The proposal lays out valuations for the different levels. Triple-A is valued at $20 million. Double-A is valued at $15 million. High Class A is valued at $10 million. Low Class A is valued at $8 million, and short-season/Rookie-level teams are valued at $6 million. A team moving up from low Class A to Triple-A would be asked to pay $12 million to move up. A team asked to move from Triple-A to high Class A would receive $10 million in compensation for the move down to a lower level. That is likely a significant point of contention in the negotiations because those valuations bear little resemblance to the prices teams are currently going for on the open market. While MiLB team valuations used to be largely tied to their classification level, that is not really true on the open market. A low-attendance, low-revenue Florida State League club in high Class A has a sale price significantly lower than that of a high-revenue low Class A club.
 Not all current full-season teams would survive in this proposal. Some short-season clubs would be asked to move up to take the place of excised full-season affiliates. The proposal even suggests a pair of independent league clubs—in St. Paul, Minn., and Sugar Land, Texas—would be brought into affiliated ball.

What would happen to the 42 current teams who are left without PDCs in the proposal? MLB suggests setting up what it calls the Dream League.
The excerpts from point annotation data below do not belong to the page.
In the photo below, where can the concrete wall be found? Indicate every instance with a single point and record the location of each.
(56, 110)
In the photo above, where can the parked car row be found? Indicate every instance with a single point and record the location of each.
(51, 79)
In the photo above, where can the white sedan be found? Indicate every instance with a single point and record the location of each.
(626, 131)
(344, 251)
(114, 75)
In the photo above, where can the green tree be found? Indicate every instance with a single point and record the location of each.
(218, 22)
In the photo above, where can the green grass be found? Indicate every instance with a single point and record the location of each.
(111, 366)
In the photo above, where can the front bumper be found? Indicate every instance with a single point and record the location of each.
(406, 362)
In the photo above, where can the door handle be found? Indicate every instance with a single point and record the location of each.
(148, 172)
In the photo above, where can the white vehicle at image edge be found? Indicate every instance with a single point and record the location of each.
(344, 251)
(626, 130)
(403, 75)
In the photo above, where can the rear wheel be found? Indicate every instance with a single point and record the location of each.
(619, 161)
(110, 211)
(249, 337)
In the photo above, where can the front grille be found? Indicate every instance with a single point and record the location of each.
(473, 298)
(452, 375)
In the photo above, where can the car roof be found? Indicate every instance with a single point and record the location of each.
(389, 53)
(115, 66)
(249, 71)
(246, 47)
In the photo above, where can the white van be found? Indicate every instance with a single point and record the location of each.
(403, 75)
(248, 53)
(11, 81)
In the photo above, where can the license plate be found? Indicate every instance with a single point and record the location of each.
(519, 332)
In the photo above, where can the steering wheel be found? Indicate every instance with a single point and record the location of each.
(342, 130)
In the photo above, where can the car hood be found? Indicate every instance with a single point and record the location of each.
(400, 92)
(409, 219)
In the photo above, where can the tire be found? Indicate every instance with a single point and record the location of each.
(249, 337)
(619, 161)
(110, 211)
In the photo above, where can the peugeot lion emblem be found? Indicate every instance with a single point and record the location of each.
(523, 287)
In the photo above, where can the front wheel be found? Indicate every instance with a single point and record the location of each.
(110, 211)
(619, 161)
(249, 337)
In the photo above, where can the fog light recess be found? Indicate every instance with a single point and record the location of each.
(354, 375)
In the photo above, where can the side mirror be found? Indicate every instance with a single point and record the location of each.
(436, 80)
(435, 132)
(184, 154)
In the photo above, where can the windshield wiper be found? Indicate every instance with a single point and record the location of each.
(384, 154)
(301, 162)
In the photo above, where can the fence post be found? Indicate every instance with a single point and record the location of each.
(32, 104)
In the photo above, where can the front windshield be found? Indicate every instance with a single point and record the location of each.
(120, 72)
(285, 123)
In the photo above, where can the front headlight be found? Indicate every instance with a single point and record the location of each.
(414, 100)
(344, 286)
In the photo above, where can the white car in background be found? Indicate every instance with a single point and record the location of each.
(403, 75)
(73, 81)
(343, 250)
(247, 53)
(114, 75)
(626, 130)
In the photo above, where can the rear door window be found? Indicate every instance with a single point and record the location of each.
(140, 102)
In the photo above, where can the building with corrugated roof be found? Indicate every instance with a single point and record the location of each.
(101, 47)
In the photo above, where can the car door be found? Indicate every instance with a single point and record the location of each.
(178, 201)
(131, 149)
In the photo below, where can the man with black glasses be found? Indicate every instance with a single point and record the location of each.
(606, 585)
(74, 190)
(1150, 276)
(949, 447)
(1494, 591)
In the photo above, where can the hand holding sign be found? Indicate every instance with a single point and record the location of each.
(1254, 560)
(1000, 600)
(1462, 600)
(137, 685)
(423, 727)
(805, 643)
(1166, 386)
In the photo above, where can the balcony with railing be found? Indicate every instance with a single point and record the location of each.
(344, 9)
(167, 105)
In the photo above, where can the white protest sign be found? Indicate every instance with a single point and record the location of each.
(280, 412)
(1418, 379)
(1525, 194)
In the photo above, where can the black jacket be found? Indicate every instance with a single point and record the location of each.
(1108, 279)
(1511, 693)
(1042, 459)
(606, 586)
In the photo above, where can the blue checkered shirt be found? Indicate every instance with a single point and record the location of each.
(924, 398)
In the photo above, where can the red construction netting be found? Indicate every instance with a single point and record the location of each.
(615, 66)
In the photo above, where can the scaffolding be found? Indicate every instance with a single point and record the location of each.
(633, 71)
As part of its overhaul, MLB would move the draft back to August and would reduce it to 20-25 rounds. Those players who go undrafted would have the option of playing in the Dream League (or going to independent leagues). The Dream League would be a joint MLB-MiLB venture, but in essence, it would be a quasi-independent league where the clubs would field teams of undrafted players.
MLB teams would be limited in the proposal to fielding five minor league clubs in the United States. That’s four full-season teams plus one complex-based Rookie affiliate. In addition to their 40-man roster players, each MLB team club would be limited to 150-200 players under minor league contracts on MiLB rosters. The proposal does not address roster limits for international players playing in the Dominican Summer League.